Two days after the Turkish military and allied jihadist forces took control of the Kurdish city of Afrin in northwestern Syria, Islamic State (ISIS) terrorists launched a major attack on Syrian regime forces in the eastern province of Deir Ezzor. The ISIS terrorists killed at least 25 soldiers and seized a large oil field. Around the same time, ISIS militants captured a strategic district in the suburb of Syria’s capital, Damascus, where they killed more than 60 government troops.
These two recent advances signal a possible return by the extremist group that only months ago was thought to be largely defeated.
Since Turkey, a NATO ally, launched its Afrin offensive against the Kurdish People’s Protection Units (YPG) — a main U.S. ally in the fight against ISIS — U.S. officials have been warning that the fighting between two U.S. allies is distracting from the main mission, which is defeating ISIS.

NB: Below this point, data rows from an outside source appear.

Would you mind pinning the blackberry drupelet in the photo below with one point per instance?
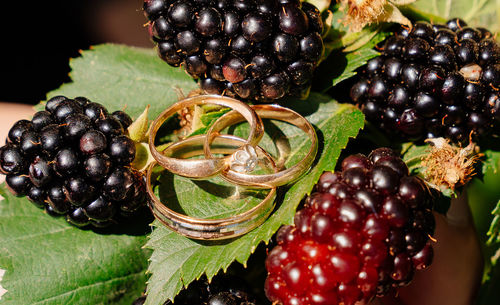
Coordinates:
(265, 49)
(223, 290)
(362, 231)
(440, 81)
(74, 159)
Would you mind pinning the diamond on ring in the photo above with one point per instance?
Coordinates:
(244, 160)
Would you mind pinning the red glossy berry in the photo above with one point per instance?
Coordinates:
(362, 232)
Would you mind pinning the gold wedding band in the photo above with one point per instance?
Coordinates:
(211, 229)
(238, 175)
(203, 168)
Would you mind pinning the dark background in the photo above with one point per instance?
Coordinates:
(37, 39)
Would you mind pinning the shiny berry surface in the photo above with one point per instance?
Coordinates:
(362, 231)
(432, 81)
(267, 49)
(74, 159)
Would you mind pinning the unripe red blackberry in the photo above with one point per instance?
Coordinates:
(364, 230)
(74, 159)
(266, 49)
(413, 88)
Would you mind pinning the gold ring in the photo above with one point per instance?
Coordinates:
(238, 175)
(203, 168)
(211, 229)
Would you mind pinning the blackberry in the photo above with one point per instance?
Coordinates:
(74, 159)
(434, 82)
(223, 290)
(259, 46)
(364, 230)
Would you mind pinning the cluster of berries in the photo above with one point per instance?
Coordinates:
(364, 230)
(227, 290)
(434, 81)
(253, 49)
(74, 159)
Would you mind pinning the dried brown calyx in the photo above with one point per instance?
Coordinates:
(360, 13)
(447, 165)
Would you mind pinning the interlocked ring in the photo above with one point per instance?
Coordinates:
(211, 229)
(238, 175)
(203, 168)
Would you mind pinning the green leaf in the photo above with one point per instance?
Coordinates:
(177, 261)
(489, 292)
(491, 161)
(485, 13)
(50, 262)
(122, 77)
(494, 231)
(340, 66)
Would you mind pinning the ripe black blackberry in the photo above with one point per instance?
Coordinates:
(440, 81)
(253, 49)
(74, 159)
(364, 230)
(226, 290)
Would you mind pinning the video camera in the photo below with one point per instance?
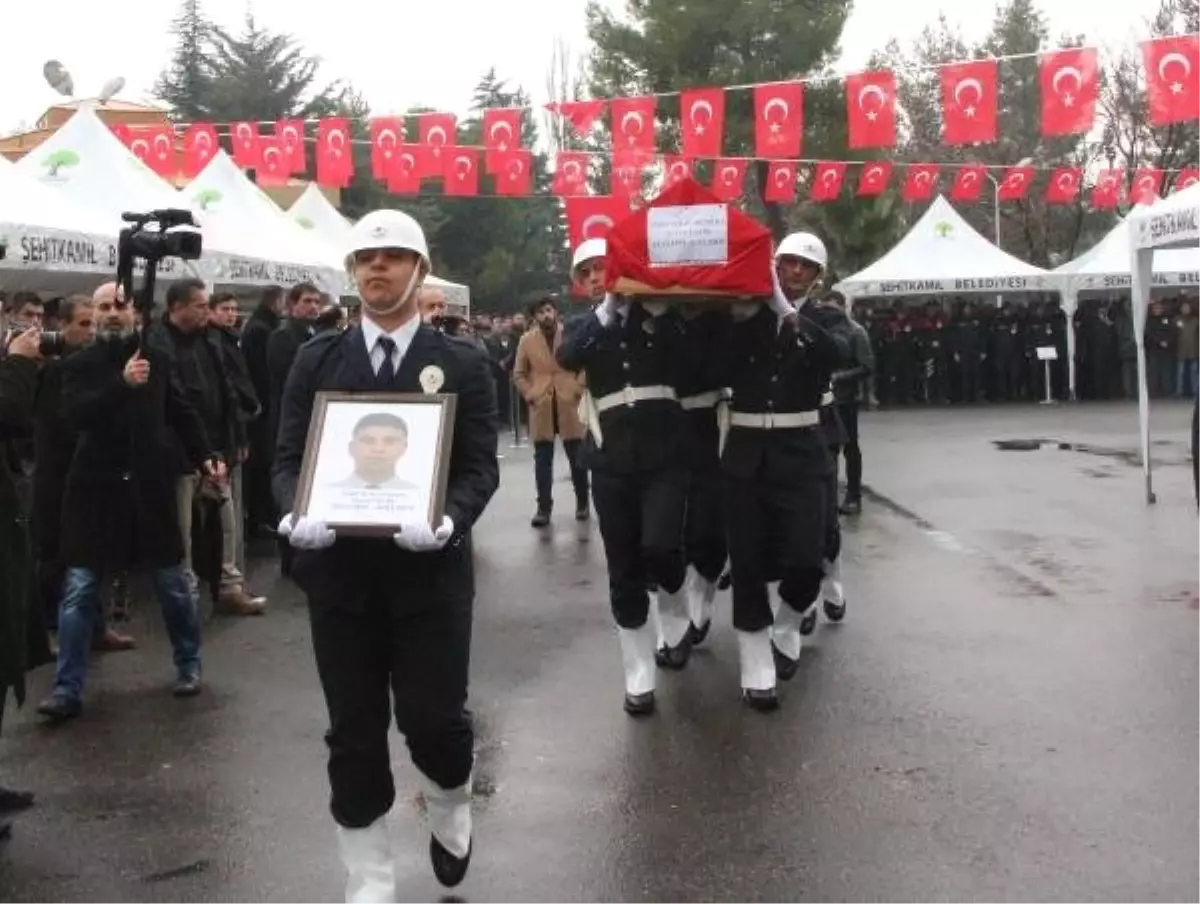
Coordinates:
(137, 243)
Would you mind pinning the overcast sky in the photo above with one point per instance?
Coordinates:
(427, 52)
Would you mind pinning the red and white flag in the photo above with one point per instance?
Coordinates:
(1071, 85)
(970, 102)
(1173, 79)
(702, 121)
(779, 119)
(871, 109)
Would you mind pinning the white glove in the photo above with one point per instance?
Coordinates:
(419, 537)
(305, 533)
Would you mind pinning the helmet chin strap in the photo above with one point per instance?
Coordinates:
(403, 298)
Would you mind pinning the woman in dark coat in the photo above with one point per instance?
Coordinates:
(18, 387)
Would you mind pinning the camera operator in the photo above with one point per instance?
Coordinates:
(54, 443)
(18, 384)
(197, 359)
(119, 506)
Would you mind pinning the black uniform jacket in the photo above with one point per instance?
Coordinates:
(777, 371)
(340, 361)
(643, 352)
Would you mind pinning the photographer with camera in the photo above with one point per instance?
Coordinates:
(18, 385)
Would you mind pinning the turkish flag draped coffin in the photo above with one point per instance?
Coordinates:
(689, 243)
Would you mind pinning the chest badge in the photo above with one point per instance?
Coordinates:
(432, 379)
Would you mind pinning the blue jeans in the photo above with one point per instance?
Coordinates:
(79, 614)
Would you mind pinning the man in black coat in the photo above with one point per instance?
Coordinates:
(119, 508)
(263, 321)
(634, 355)
(391, 616)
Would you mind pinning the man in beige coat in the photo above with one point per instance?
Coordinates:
(553, 396)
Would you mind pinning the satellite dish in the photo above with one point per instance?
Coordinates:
(58, 78)
(112, 88)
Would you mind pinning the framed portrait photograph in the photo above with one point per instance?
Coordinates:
(376, 460)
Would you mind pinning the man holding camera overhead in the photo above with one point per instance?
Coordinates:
(119, 498)
(391, 617)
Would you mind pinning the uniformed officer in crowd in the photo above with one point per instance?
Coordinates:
(779, 364)
(633, 354)
(391, 617)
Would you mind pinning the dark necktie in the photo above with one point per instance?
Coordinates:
(387, 373)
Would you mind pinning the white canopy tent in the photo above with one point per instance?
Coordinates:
(312, 210)
(942, 255)
(273, 249)
(49, 241)
(1169, 225)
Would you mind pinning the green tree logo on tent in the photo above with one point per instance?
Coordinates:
(208, 197)
(60, 159)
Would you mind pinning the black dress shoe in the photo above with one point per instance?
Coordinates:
(763, 701)
(640, 704)
(59, 708)
(675, 658)
(15, 801)
(785, 666)
(448, 868)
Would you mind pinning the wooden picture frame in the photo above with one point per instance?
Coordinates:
(354, 476)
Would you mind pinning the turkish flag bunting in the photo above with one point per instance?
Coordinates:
(514, 174)
(1015, 183)
(1186, 179)
(335, 155)
(969, 184)
(702, 120)
(633, 124)
(970, 99)
(581, 114)
(461, 173)
(779, 119)
(1107, 191)
(199, 147)
(502, 133)
(593, 216)
(1147, 186)
(244, 144)
(291, 135)
(438, 131)
(627, 174)
(408, 166)
(874, 178)
(1173, 79)
(871, 109)
(275, 168)
(676, 169)
(827, 180)
(1063, 185)
(387, 136)
(570, 173)
(780, 186)
(919, 181)
(729, 179)
(1071, 85)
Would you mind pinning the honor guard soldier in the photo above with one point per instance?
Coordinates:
(391, 617)
(631, 353)
(777, 465)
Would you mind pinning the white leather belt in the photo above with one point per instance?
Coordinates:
(705, 400)
(633, 395)
(769, 420)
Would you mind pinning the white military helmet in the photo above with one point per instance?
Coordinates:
(387, 229)
(804, 245)
(588, 250)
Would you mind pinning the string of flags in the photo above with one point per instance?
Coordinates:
(406, 154)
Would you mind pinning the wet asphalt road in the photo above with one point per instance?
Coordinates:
(1009, 713)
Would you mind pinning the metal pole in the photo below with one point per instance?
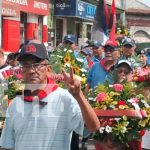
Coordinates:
(0, 23)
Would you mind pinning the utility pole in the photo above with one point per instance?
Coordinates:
(0, 23)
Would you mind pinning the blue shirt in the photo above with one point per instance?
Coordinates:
(96, 75)
(148, 59)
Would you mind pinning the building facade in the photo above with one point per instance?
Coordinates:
(138, 20)
(77, 17)
(22, 20)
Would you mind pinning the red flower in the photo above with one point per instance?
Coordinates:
(101, 97)
(118, 87)
(142, 132)
(120, 102)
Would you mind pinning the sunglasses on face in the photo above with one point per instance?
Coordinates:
(128, 46)
(125, 72)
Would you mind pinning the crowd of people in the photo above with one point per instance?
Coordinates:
(63, 112)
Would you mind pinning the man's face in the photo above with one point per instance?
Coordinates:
(97, 51)
(35, 71)
(70, 44)
(2, 61)
(110, 54)
(143, 59)
(128, 50)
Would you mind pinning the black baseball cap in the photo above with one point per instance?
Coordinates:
(121, 62)
(96, 44)
(35, 49)
(128, 41)
(111, 45)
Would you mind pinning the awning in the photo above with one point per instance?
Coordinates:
(13, 7)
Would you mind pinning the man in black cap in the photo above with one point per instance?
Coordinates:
(45, 115)
(128, 52)
(98, 51)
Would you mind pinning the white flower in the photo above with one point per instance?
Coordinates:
(67, 65)
(108, 129)
(70, 51)
(145, 103)
(101, 129)
(136, 106)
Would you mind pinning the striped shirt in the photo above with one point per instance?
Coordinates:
(30, 126)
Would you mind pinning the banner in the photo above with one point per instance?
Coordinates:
(13, 7)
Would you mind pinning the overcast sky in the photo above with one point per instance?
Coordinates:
(147, 2)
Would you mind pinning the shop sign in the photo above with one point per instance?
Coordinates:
(30, 6)
(85, 10)
(65, 8)
(10, 10)
(75, 8)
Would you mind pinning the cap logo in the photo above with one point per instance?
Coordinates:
(30, 49)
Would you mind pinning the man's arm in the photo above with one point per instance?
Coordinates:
(90, 119)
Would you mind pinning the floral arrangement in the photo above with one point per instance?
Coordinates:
(122, 112)
(65, 58)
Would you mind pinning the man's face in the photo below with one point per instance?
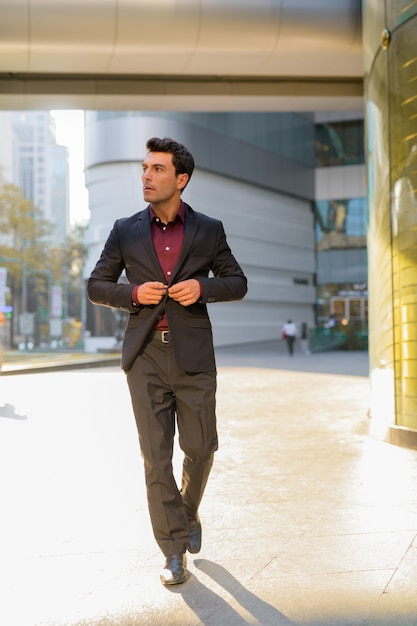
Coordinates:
(160, 183)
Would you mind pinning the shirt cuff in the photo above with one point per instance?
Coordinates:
(135, 300)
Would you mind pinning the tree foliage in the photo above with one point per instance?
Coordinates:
(27, 247)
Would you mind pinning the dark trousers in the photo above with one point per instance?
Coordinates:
(163, 395)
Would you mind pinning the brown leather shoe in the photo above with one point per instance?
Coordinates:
(175, 570)
(194, 535)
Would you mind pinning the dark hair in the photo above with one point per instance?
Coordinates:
(182, 159)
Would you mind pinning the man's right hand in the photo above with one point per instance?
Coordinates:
(151, 293)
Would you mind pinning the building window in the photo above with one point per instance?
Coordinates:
(340, 143)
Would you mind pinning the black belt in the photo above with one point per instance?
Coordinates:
(162, 335)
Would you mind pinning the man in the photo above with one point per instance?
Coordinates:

“We are very concerned about the effect fighting there has had on our defeat ISIS efforts and would like to see an end to the hostilities before ISIS has the opportunity to regroup in eastern Syria,” said Pentagon spokesman U.S. Army Colonel Rob Manning, referring to the Turkish offensive against Kurds in Afrin.
The U.S. State Department is already convinced that the terror group has been rebuilding itself in some places in Syria.